While UH will lean upon its tri-captains — senior guards Zane Johnson and Miah Ostrowski and junior center Vander Joaquim — to set the tone, the Bulldogs turn to their youth.
First-year FSU coach Rodney Terry, the former lead assistant at Texas, has tooled his new team’s offense around 6-foot-2 sophomore guard Kevin Olekaibe.
Olekaibe is second in the WAC at an even 18 points per game and has topped 25 points five times this season.
One of those occasions was Dec. 21 in a 68-65 comeback win at Arizona State that so far ranks as Terry’s signature victory. Olekaibe knocked down the go-ahead 3 with 29.9 seconds left. He scored 21 of his 30 points in the second half to rally the Bulldogs from 17 points down.
"I think defensively you’ve gotta definitely limit his shots and his touches," Arnold said. "As always, you want to keep their main scorers below their average and make sure someone else doesn’t go off and absorb that. He’s a really, really good player. He shoots it deep and he can drive it."
UH sophomore guard Garrett Jefferson, the team’s top defender, saw heavy time with the first group in practices leading up to the trip and figures to have an expanded role in this game to deal with Olekaibe.
"We just gotta play like we play at home on the road," Jefferson said. "It’s hard because we’re not in our same environment."
The Southern California native is looking forward to quieting the Save Mart Center crowd with some defensive stops.
"(Getting stops) definitely helps, because when the crowd’s not loud, (we can hear) when the other team calls out the plays … it becomes a lot easier because we can hedge the screens and know exactly what’s coming," he said.
An interesting battle could be between two senior pass-first point guards. UH’s Ostrowski (5.3 assists per game) and FSU’s Steven Shepp (4.7 apg) dictate pace for their teams. Ostrowski has several favorite targets in Johnson (14.7 ppg), Joaquim (12.6 ppg, 9.5 rpg) and junior forward Joston Thomas (12.2 ppg).

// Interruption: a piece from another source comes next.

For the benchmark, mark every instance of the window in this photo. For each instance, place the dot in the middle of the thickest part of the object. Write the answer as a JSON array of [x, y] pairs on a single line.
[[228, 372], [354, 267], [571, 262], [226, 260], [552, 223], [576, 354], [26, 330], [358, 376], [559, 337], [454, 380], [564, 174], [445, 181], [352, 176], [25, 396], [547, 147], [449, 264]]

This is one of two regular-season meetings with the sometimes-rival Bulldogs before the schools go their separate ways next year — UH to the Big West Conference and Fresno State to the Mountain West. Terry’s only year in the WAC hasn’t gotten off to a memorable start.
The Bulldogs were blown out 72-53 at Utah State in their WAC opener last Thursday and followed up with a 63-59 heartbreaker at Idaho on Saturday. It capped off a stretch of 12 of Fresno’s first 17 games away from the San Joaquin Valley. Meanwhile, a preseason player transfer and a backup guard’s recent academic ineligibility reduced the Bulldogs’ active roster to nine.
"When you face adversity and setbacks, you have to be a fighter, stay together and continue to work hard," Terry posted on Twitter this week.
Still, FSU is usually tough at the Save Mart Center, and this year (4-1) is no exception.
UH is 4-16 all-time at Fresno State — including 1-7 at Save Mart — having won there in 2009, 73-69, behind Roderick Flemings’ 22 points and 12 rebounds.
The Rainbows complete their two-game road trip on Saturday at WAC-leading Nevada.